Visitor comments are welcome.


  1. Here's an often quoted comment [in articles about "Jingle Bells Batman Smells" songs] that provides one likely theory about how children's rhymes spread before the internet:
    From Jingle Bells, Batman Smells by ROB on 2006/01/09 Jingle Bells, Batman Smells by ROB on 2006/01/09
    2012/12/05, 3:15 pm

    "My feeling about how this song spread around the world is the children of US military familes. I first heard it back in Christmas of 1966 when the Batman TV series started in September of 1966. That was the only thing elementary school kids talked about and the toys were all we wanted for Christmas. I lived in San Diego California and our school was half military kids. Our city was a big military hub at the height of the Vietnam War.
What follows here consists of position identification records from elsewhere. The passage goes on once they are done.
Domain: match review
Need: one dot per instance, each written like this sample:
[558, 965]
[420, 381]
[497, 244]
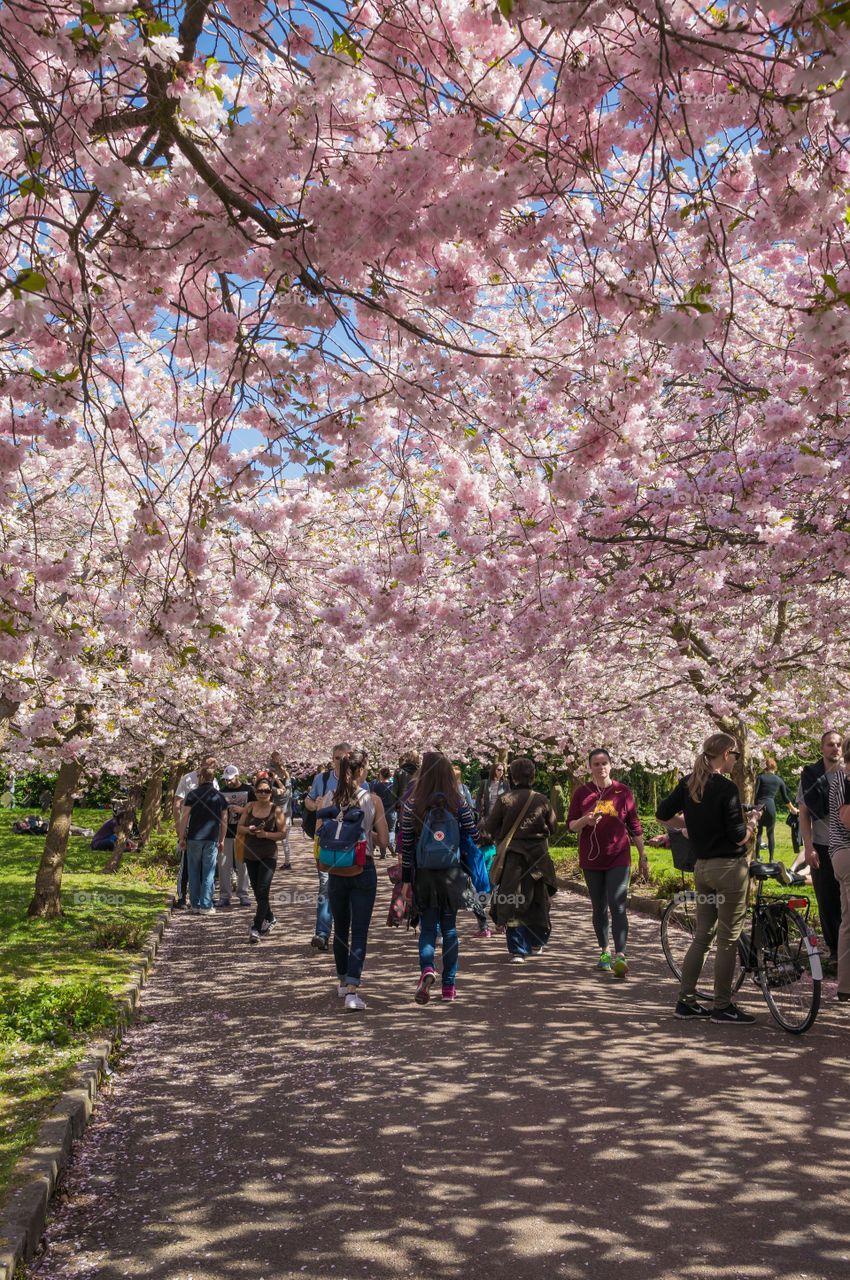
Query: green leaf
[343, 44]
[32, 186]
[31, 282]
Every branch of the services was active there. I remember we sang the original chorus over and over. Kids tried to add versions, but the original ending was always the Joker got away – Hey!. My assumption was that as military kids were suddenly moved around the country they would arrive in a new school and that silly song was a familiar memory of their former friends. Once it was heard by the new group they would be “Kool” and other kids would copy their new song.
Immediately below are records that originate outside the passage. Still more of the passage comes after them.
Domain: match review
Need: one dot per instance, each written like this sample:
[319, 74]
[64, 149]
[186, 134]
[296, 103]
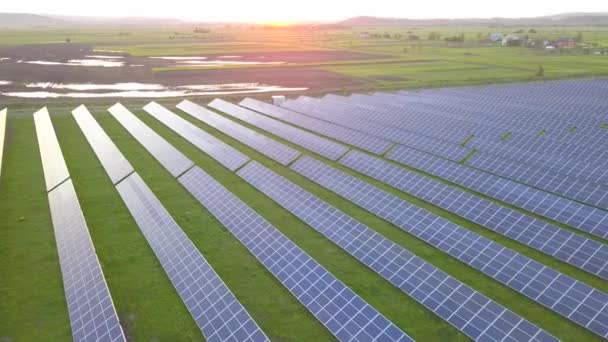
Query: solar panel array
[577, 215]
[215, 309]
[574, 249]
[90, 307]
[315, 143]
[569, 297]
[469, 311]
[343, 312]
[272, 149]
[573, 188]
[363, 121]
[363, 141]
[207, 143]
[167, 155]
[53, 165]
[2, 135]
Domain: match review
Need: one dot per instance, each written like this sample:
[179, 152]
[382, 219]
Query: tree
[540, 72]
[434, 36]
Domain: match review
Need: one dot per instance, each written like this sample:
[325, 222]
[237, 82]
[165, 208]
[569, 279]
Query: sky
[286, 11]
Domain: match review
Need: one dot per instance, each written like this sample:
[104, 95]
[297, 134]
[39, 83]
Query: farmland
[313, 62]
    I think the original chorus was tried and true and whatever you learn first is your memory of the right way. When another comes along it is quickly rejected. It takes a kid to move with a different version for that one to be known as the original. That is my guess how it migrated around the world and did not change very much. I went to research this song version after walking kids to school and hearing a 7 year old claim it was new.

    I am 54 and I remember it felt new when I was 7. The version we were singing was “Jingle Bells, Santa smells, Rudolph lost his way. Blah blah blah in a one horse Chevrolet. hey! This version was popular in school, because the 1960’s commerical hit song was “See the USA in your Chevrolet” played on every TV channel during kids shows. Christmas of 1966 is when I first heard it switch to Batman Smells, Robin layed an egg and the Batmobile logically replaced the sleigh and our Chevrolet. Please post a reply if you heard this version before Christmas 1966 and where you were."
    I reformatted this comment to enhance its readability.

    1. Here's information about the jingle "See The U.S.A. In Your Chevolet".
      "The song "See The U.S.A. In Your Chevrolet" (title as filed for 1950 copyright)[1] is a commercial jingle from c. 1949, with lyrics and music by Leo Corday (ASCAP) and Leon Carr (ASCAP),[2] written for the Chevrolet Division of General Motors.[1] The song was the Chevrolet jingle sung on the show Inside U.S.A. with Chevrolet by Chevrolet's real-life husband-wife duo, Peter Lind Hayes and Mary Healy,[1] years before it became associated with Dinah Shore through Chevrolet's decade-long sponsorship of her television shows. Dinah Shore sang the song after 1952,[1] and it became something of a signature song for her. Later the song was also sung by male spokesman Pat Boone on his Pat Boone-Chevy Showroom (ABC) from 1957 through 1960. When the games of the Los Angeles Dodgers were televised in the 1960s, commercials were aired with the song sung by John Roseboro and Don Drysdale, whose singing careers, announcer Vin Scully said, were "destined to go absolutely nowhere"...

    2. I remember the "See The U.S.A. In Your Chevrolet" jingle from the Dinah Shore television show. Actually, that's the only thing that I remember about that early 1950s American television show.

      There are LOTS of "Jingle Bells" parodies that mention the Chevrolet" brand of car. the reason why the word "chervolet" is so prevalent in those "Jingle Bells" parodies -in addition to the popularity of that "see the U.S.A jingle- is that the word "chevrolet" rhymes with the word "sleigh" which is the last word in what is now the standard version of the chorus for the "Jingle Bells" song: "in a one horse open sleigh".